En 1918, l’Allemagne avait environ trente-deux milliards de marks en circulation ; en 1923, elle en avait environ cinq cent trillions soit 500 000 000 000 000 000 000 marks. Un trillion équivaut à un milliard de milliards, soit 1018, soit 1 000 000 000 000 000 000. Il est vrai que la situation n’était pas la même que celle que nous connaissons, que la question n’était pas strictement monétaire, n’était pas qu’une question de chiffres. Il n’empêche, je partage avec les Allemands une même nervosité envers l’inflation et le Quantitative Easing.

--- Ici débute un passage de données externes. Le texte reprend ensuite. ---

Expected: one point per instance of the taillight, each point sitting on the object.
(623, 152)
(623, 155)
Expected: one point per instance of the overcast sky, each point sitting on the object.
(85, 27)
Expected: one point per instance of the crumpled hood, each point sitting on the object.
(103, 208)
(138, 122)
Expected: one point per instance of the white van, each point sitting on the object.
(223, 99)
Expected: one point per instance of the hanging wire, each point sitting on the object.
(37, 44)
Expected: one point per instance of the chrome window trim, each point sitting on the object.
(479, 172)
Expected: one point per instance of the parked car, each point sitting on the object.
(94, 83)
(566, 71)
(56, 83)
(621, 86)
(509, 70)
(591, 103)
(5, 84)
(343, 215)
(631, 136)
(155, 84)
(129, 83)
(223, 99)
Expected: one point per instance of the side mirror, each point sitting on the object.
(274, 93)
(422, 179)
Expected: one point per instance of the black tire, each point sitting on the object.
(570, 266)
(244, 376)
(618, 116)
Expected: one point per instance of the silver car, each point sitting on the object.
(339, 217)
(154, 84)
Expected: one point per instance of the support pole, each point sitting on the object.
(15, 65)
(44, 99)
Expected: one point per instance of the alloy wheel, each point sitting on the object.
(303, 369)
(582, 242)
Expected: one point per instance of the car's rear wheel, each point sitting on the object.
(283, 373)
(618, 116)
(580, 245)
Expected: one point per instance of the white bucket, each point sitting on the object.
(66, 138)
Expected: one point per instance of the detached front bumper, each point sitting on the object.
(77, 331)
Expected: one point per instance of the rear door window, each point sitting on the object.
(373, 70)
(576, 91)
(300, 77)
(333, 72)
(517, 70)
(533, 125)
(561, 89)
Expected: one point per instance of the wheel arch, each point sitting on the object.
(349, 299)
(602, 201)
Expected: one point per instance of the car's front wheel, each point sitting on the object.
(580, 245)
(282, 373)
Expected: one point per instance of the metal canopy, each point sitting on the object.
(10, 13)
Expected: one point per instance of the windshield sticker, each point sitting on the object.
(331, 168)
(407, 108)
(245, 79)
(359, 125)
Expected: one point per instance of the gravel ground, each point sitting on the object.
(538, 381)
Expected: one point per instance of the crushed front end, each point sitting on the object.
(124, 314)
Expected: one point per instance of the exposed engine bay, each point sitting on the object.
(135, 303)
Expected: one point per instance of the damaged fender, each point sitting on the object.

Je comprends la réticence de l’Allemagne envers la mutualisation de la dette ainsi que celle des Frugal Four (Hollande, Suède, Danemark, Autriche). L’Allemagne s’est laissée entraîner dans une dynamique initiée par Emmanuel Macron. Certes, la France est un partenaire économique de premier ordre pour ce pays, et on ne peut laisser un bon client faire faillite sous peine d’avoir soi-même à faire face à de sérieux problèmes ; mais, quoi qu’il en soit, ce plan nous tire tous vers le bas et que l’on cesse de nous infliger cette solidarité institutionnalisée !
La dette sans limite a-t-elle des limites ? Au point où nous en sommes, la question doit être posée puisque la Banque centrale européenne peut à présent faire de l’argent et dans un même temps en emprunter. Ce faisant n’a-t-elle pas la possibilité de prêter à 0 % au gouvernement central, autorisant ainsi son débiteur à ne jamais rembourser ? La dette peut être considérée comme un actif détenu par la B.C.E. qui ainsi ne sort pas de ses fonctions habituelles de prêteuse. Mais il y a « ce qu’on ne voit pas et ce qu’on ne voit pas » ; et ce qu’on ne voit pas c’est que la monnaie finit par ne plus avoir aucune valeur et que les sommes ainsi prêtées passent de la poche de ceux qui prêtent à la poche de ceux qui empruntent.
Quelle sera l’évolution des taux d’intérêt ? Je sais qu’il est devenu malvenu de poser une telle question, on passe pour un rabat-joie et il faut que la fête continue… Pour ma part, je garde cette question pour moi car je sais que nous arrivons à la fin du grand cycle du crédit. Le coronavirus prolonge ce cycle, un cycle qui se terminera d’autant plus durement qu’il se prolonge. Commençons par nous détourner des obligations d’État.